Ступени лестницы, по которой мы начали подниматься, стерты и кое-где покосились.
– Тут мы с Евгением живем.
– Жена Евгения и сын Евгений?
– Жену назвали в честь её деда и сына тоже. Меня же назвали Абрамом. Позвольте представиться, – старик склонил голову, – Абрам Моисеевич.
Мы вошли в квартиру. Стойкий запах лекарств ударил мне в нос. «Болеет старичок», – решила я и ошиблась. Нам навстречу выкатился на инвалидной коляске парень.

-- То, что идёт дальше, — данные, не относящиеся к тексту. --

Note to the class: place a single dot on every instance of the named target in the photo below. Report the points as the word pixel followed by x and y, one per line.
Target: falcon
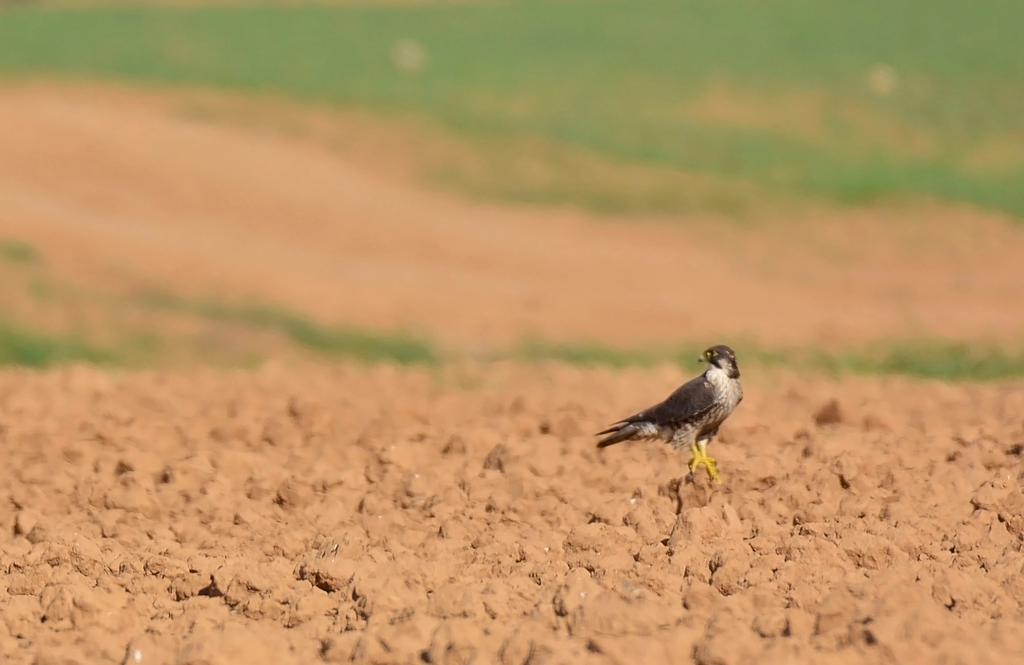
pixel 691 415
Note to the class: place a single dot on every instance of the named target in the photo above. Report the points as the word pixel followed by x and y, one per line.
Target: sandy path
pixel 121 192
pixel 315 515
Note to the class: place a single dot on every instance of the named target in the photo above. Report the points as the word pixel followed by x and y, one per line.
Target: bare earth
pixel 122 191
pixel 300 514
pixel 306 515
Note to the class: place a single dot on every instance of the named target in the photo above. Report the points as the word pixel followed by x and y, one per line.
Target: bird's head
pixel 723 358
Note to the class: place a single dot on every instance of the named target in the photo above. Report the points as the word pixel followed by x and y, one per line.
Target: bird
pixel 691 415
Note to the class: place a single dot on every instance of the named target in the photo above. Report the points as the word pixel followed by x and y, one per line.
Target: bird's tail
pixel 617 433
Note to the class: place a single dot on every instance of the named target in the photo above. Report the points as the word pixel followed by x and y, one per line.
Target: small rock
pixel 828 414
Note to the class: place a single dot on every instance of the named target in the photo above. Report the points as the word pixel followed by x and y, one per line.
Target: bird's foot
pixel 700 458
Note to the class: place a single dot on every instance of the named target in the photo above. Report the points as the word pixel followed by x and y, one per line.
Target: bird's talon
pixel 700 458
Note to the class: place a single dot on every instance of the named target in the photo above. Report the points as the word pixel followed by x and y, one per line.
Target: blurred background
pixel 828 184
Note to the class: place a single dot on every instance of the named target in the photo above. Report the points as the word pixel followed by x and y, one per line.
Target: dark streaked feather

– Женя, встречай гостью. Простите великодушно, не успел спросить вашего имени.
– Я Ирина Тиунова, – почему я назвалась и по имени, и по фамилии, не знаю.
– Познакомились. Проходите, Ирина, в комнату. – К сыну: – Женечка, проводи девушку.
Тут меня осенило: он привел меня сюда с целью сосватать. Аж в жар бросило. Пойти замуж за инвалида? Ну, уж фигушки. Поищи другую дуру.
– Ирина, пошли ко мне.
Парень лицом приятный. Нет ничего еврейского. Нос как нос. Глаза зеленые, и волосы светлые.
Поехал, я за ним. Не съедят же. Любопытно.
У Петра в Ленинграде была стереотруба, у Евгения в Жданове был микроскоп. Один любовался звездами, дугой инфузориями.
– Я наблюдаю процесс инцистирования у простейших.
– Ваш отец сказал мне, что Вы увлекаетесь топонимикой.
– Он не соврал Вам. Мои интересы разносторонние. По базовому образованию я филолог. Заочно окончил Киевский университет. – Вижу, Евгений хочет поговорить. – Наш род ведет свое начало с Украины. Есть там местечко Жмеринка.
Его монолог прервал Абрам Моисеевич.
– Женя, соловья баснями не кормят. Пойдемте на кухню. Откушаем и выпьем.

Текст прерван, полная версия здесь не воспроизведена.